Project 05: Eye-contact and expresssion

This project requires the photographer to shoot a portrait session, with face prominent, in which the subject is directed to at times look towards the camera and at others to ‘look away’.  I spent around 30-40 minutes, with Tim as my subject, and took around 50 different images in that period, from which I have selected 10 to illustrate the outcomes.
These first three images all have Tim looking directly towards the camera, the first with the body more or less square on to the camera, and the others with the body turned slightly left and right.
It is obvious, in all three, that the subject is aware of being photographed and that he is therefore ‘posed’ to some degree, though all three appear reasonably ‘relaxed’ and ‘natural’.  The viewer is immediately aware of the eye-contact, which engages his/her attention, though there might be very slight differences of expression that could lead to slightly different interpretations of the subject’s mood, intention, or whatever.
In the next batch, I have asked Tim to look away from the camera, whilst essentially maintaining a ‘neutral’ expression.  It seems harder for the viewer to understand these images.  They are posed and they look posed, but without the direct eye-contact, it is difficult to tell how engaged the subject is with the process, and for the viewer to engage with the subject.  They seem much less ‘personal’.  We feel much more comfortable judging facial expression when we have eye-contact with the subject.  At the specific level, the second image (top right) feels the most natural to me, and I think it is because Tim is leaning slightly into the direction that he is looking, with his head turned that way.
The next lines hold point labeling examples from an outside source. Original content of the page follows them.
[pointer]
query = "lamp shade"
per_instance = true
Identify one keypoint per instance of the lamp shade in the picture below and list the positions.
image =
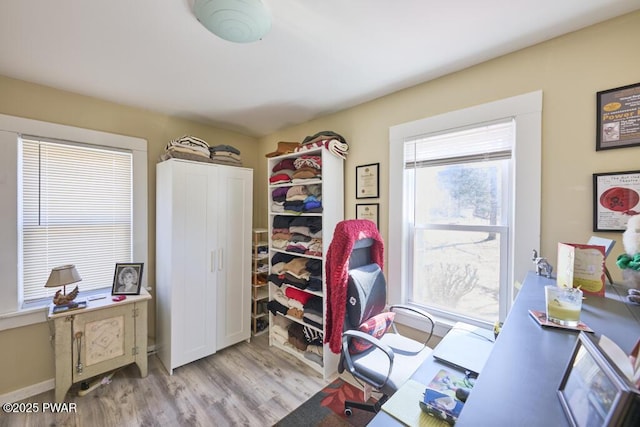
(238, 21)
(63, 275)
I know Tim well, and we engaged in plenty of conversation during the session – sometimes as I gave ‘stage direction’ and sometime just general ‘chat’.  I wanted to capture some less posed images and, using the cable release, pressed the shutter several times when Tim was not concentrating on ‘the pose’ (something he was perfectly aware of, of course).  We also, at one point, sought to simulate the ‘interview’ situation, looking to get a more absorbed version of the look away from camera.  Some of the results follow.
The first is directly comparable to the first of the previous four, with Tim sitting in more or less the same position.  The difference is that we have engaged in ‘banter’ that has brought a natural smile to Tim’s face.  Although he is looking away from the camera and the viewer does not have eye-contact, it feels much easier to engage with him as a subject in this image.
The second of this batch, below, is the one simulating an interview.  The subject’s face is turned more away from camera in this than in any of the others, but he looks absorbed because he is actually looking at me sitting out of frame to the left.  He doesn’t have eye contact with the camera, but he does have eye contact with me, resulting in a much more natural and less posed image than ‘gazing into the distance’.

Finally, the image below is probably the least ‘posed’ of all.  Again, we are sharing a joke, and I can tell from Tim’s body position that it is one the earlier shots, when he was sitting more or less directly facing the camera and we were shooting images of him look directly at it.  I am standing slightly left of camera and he has looked at me whilst laughing.  Once again, a viewer is likely to find it easier to engage with this image than with, say, the first of the previous batch of four, even though the subject is looking in more or less the same direction, from more or less the same position.
The project builds well on the previous ones, particularly with regard to communication between photographer and subject.  There is much more to directing a successful portrait than asking the subject to look one way or another!
Thanks, Tim, it was a very useful session.